En septiembre de 2026, la propia OTAN afirma que Europa y Canadá están aumentando rápidamente inversiones en defensa aérea, misiles, drones, inteligencia y capacidad industrial.
Por tanto, Europa está reaccionando.
La incógnita es temporal: si desarrollará suficientes capacidades propias antes de que cambie sustancialmente la disponibilidad estadounidense para sostener la defensa europea.
Incrementar presupuestos es relativamente rápido. Construir fábricas, producir municiones, desarrollar sistemas complejos, formar personal y crear cadenas logísticas requiere años.
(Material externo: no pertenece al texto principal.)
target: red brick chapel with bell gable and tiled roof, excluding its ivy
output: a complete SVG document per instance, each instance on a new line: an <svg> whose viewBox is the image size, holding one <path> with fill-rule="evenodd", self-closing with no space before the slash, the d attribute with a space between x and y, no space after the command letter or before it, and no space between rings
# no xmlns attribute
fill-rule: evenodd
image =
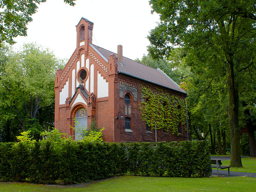
<svg viewBox="0 0 256 192"><path fill-rule="evenodd" d="M93 23L81 18L76 25L76 50L55 78L56 129L77 139L74 118L89 126L94 118L106 142L155 141L154 129L148 129L138 109L141 86L161 89L185 100L180 89L159 68L154 69L123 57L122 45L117 54L92 44ZM111 43L111 42L110 42ZM120 118L122 117L122 118ZM157 141L187 140L187 129L180 135L157 130Z"/></svg>

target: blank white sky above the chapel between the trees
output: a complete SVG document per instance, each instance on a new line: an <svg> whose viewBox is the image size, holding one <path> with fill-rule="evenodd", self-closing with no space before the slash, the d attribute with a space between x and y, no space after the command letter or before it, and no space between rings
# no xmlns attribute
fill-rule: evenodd
<svg viewBox="0 0 256 192"><path fill-rule="evenodd" d="M16 37L14 46L36 42L50 48L59 58L70 58L76 49L76 25L84 17L93 25L92 44L117 52L132 60L147 54L149 31L159 21L151 14L148 0L76 0L74 7L64 0L47 0L38 5L27 27L26 37ZM96 39L96 41L95 41Z"/></svg>

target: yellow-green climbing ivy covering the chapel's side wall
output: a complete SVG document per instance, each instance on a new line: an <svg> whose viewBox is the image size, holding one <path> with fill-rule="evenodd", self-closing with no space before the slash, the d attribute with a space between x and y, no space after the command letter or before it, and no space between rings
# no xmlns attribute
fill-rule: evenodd
<svg viewBox="0 0 256 192"><path fill-rule="evenodd" d="M177 96L170 96L162 90L153 92L148 87L141 86L141 95L145 98L139 105L141 119L154 128L166 132L178 133L178 125L186 124L185 101Z"/></svg>

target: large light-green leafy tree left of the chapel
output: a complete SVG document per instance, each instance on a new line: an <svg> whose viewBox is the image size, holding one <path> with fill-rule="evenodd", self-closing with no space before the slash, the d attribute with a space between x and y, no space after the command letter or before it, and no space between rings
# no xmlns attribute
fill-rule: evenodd
<svg viewBox="0 0 256 192"><path fill-rule="evenodd" d="M39 136L43 123L38 111L43 115L46 108L54 106L54 79L59 62L52 52L36 44L24 44L20 52L9 51L1 68L0 115L14 114L8 119L19 120L24 131L31 130L34 137ZM50 111L53 112L48 110L47 115L53 116ZM44 116L44 121L47 119L51 121L52 117Z"/></svg>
FRAGMENTACIÓN Y CAPACIDAD DE DECISIÓN
Europa posee una escala económica comparable a la de una gran potencia, pero no funciona políticamente como un Estado continental único.
Veintisiete gobiernos mantienen prioridades fiscales, energéticas, industriales, militares y electorales diferentes.
Esta pluralidad tiene ventajas democráticas claras. Estratégicamente, puede producir lentitud cuando una crisis exige concentración rápida de recursos y decisiones.
Estados Unidos y China pueden movilizar instrumentos estatales desde un único centro político. Europa normalmente necesita negociación entre múltiples centros de poder.
En periodos normales esa diferencia puede ser manejable.
Durante una competición tecnológica, energética o militar acelerada, la velocidad de decisión se convierte en una forma de poder.
COHESIÓN INTERNA
La variable más difícil de medir es la cohesión política.
Las democracias pueden absorber niveles elevados de conflicto político. El problema comienza cuando segmentos significativos de la población dejan de aceptar las instituciones, las reglas comunes o la legitimidad de los resultados políticos.
Las tensiones económicas, la desigualdad territorial, las dificultades de integración, el envejecimiento y la presión sobre servicios públicos pueden aumentar esa vulnerabilidad.
No existe evidencia para afirmar que Europa haya alcanzado ese punto.
Sí existen razones para considerar la cohesión social y la confianza institucional como variables estratégicas que deben vigilarse.
EVALUACIÓN INTEGRADA
El escenario de riesgo no depende de una sola crisis.
El problema aparece si se desarrolla una secuencia acumulativa:
menos nacimientos → menor población activa → mayor presión fiscal → menor capacidad inversora → crecimiento más débil → dificultades para financiar bienestar y defensa → aumento del conflicto distributivo → menor capacidad política para adoptar reformas difíciles.
Si simultáneamente Europa pierde competitividad energética y tecnológica, el círculo puede reforzarse.
Éste sería el mecanismo más plausible de declive.
No una caída espectacular.
Una pérdida gradual de capacidad.
CONCLUSIÓN ESTRATÉGICA
Europa conserva recursos suficientes para evitar este escenario. Tiene capital, conocimiento científico, industrias avanzadas, instituciones consolidadas, un enorme mercado interior y una capacidad militar que actualmente está creciendo con rapidez.
Por eso afirmar que Europa necesariamente caerá sería incorrecto.
La cuestión estratégica es si puede transformar esos recursos en poder efectivo con suficiente rapidez.
Durante las próximas dos décadas habrá que observar especialmente cinco variables: demografía, productividad, energía, tecnología y defensa. A ellas debe añadirse una sexta que condiciona todas las demás: capacidad política para adoptar decisiones colectivas difíciles antes de que las crisis obliguen a adoptarlas.
Si Europa mejora esas variables, seguirá siendo uno de los principales centros mundiales de poder.
Si no lo hace, puede continuar siendo próspera mientras pierde autonomía estratégica y capacidad para determinar las reglas internacionales.
Ese es el escenario de declive europeo que los datos actuales permiten considerar seriamente.